Gallagher sipped his beer. “It’s not a freak show, Amy.”
“I know. I’m just trying to find some answers to something that’s kinda unprecedented. I mean, what is it? Is it biological, like a disease, or is it supernatural? What triggers it? Does the moon have anything to do with it?”
“It has nothing to do with the moon,” Lara said.
Amy looked at her dad. “See, there’s something. You have to understand something first before you can deal with it.”
“Isn’t it past your bedtime?” Gallagher groused.
She ignored him. “So how does it work? Can you switch anytime at will?”
“It’s always there, just under the surface. I’m not sure how to describe it. It’s like keeping a muscle clenched. All I’d have to do is let go.”
“But there is a trigger?” Amy perked up.
“It runs off your emotions. Raw, primitive ones. Like fear.” Here she shot a look towards Gallagher and looked away. “Some other emotion.”
Gallagher coughed, watched his daughter take notes. Notes, for god’s sakes.
“So what’s the deal with the silver? When Dad cut you with it last night, you stopped convulsing.”

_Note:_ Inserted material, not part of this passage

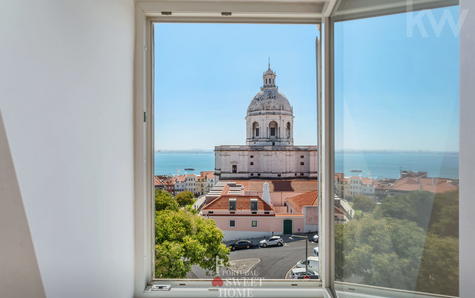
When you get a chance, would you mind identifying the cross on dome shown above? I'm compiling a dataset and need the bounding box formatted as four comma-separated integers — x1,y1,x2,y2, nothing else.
262,57,277,89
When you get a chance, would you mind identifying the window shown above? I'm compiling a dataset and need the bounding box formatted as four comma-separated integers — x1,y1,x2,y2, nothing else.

“Silver can shut it down. If I do it before I’m too far gone.” Lara pushed her plate back. “Why that works, I don’t know.”
Amy, tapping her pen against her lips. “Maybe it’s a cure.”
“There is no cure.”
Gallagher squared Lara with a look. “We don’t know that.”
“Well there’s death,” she said. “That cure is garaunteed.”
“Ivan Prall thought he had a cure.”
“He was wrong.”
Amy watched them, eyes moving from one to the other like a tennis match. Hearing the tension under their voices. There was more to the story. “Forget about a cure for now. We just need to manage the symptoms.”
“What do you mean?”
“How does the silver knife work?”
“By drawing blood. Cutting the silver into the bloodflow shuts down the transformation.” Lara held out her forearm, the scars crisscrossed over the skin. “If I catch it in time.”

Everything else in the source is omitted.